Let $g:U \subset {\mathbb R}^n \rightarrow V \subset {\mathbb R}^n$ a diffeomorphism. Is the restriction of $g$ to any subset of $U$ still a diffeomorphism onto its image?
I think that it is still a diffeomorphism, because it should be a differentiable function by the definition. But it is a bit strange if the subset of $U$ is for exemple a single point.
The restriction to any open subset $M \subset U$ is still a diffeo onto the image $g(M) \subset U$, as you should be able to see from the definition.
More generally, if the subset $M$, when equipped with the topology and differentiable structure induced from $\mathbb{R}$, is a differentiable manifold, then $g: M \to g(M)$ will be a diffeo.
For weirder subsets it may not make sense to talk about diffeos, since these are basically only defined on differential manifolds.
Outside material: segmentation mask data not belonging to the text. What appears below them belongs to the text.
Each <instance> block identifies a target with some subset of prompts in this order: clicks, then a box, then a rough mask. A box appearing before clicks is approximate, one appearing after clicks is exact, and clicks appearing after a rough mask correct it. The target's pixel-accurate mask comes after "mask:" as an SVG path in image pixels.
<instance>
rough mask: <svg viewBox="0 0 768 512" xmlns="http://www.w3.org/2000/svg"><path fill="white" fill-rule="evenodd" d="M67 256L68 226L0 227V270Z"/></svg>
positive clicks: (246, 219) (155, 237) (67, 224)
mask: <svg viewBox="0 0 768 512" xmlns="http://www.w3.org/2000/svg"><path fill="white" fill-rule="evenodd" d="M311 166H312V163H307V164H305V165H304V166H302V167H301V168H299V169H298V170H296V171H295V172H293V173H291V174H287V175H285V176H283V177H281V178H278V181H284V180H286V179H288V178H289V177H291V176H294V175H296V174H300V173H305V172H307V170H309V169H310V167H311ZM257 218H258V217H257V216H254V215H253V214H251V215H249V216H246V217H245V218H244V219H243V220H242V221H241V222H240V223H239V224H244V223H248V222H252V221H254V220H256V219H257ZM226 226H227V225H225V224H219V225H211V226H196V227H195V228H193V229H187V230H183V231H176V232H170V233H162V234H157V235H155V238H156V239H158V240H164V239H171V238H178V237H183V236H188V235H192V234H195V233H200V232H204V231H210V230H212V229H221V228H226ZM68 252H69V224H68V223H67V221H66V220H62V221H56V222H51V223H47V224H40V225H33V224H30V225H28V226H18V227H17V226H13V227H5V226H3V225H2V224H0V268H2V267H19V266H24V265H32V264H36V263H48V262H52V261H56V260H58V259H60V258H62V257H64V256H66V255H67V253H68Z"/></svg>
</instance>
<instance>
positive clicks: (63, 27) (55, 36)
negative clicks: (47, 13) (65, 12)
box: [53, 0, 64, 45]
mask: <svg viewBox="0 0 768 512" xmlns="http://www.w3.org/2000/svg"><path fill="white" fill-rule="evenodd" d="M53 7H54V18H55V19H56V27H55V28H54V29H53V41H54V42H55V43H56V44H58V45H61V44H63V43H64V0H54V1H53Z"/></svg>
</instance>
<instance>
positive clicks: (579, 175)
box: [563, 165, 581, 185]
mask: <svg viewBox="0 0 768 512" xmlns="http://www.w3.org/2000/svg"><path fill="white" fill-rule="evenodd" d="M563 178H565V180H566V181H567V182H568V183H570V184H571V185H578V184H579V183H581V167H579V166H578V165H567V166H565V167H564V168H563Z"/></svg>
For instance, if $g$ is originally a diffeo from $\mathbb{R}^2$ onto itself and you consider the subset $M$ to be two intersecting lines, it makes no sense to talk about diffeos on $M$, because it has no differentiable structure of its own (one can not define a chart around the intersection point).
Of course, in the situation you describe it will always be possible to extend $g\rvert_M$ to a diffeo on a larger space, so the function $g\rvert_M$ will have nice properties, but it may itself not be a diffeo because of technical reasons, as exemplified above.
In general, we define derivatives on opens sets. We do so, to make possible "approach any point from any direction". The only exceptions to this that I know is the $\mathbb R$, where you can define one-sided derivatives and directional derivatives. But they both are something a bit different from regular derivatives.
Diffeomorphism in its definition states that it is differentiable in every point of its domain. This implies that such domain must be an open set.
You can definitely restrict your domain to any open non-empty subset and obtain diffeomorphism. But restricting to arbitrary set gives you for sure only homeomorphism.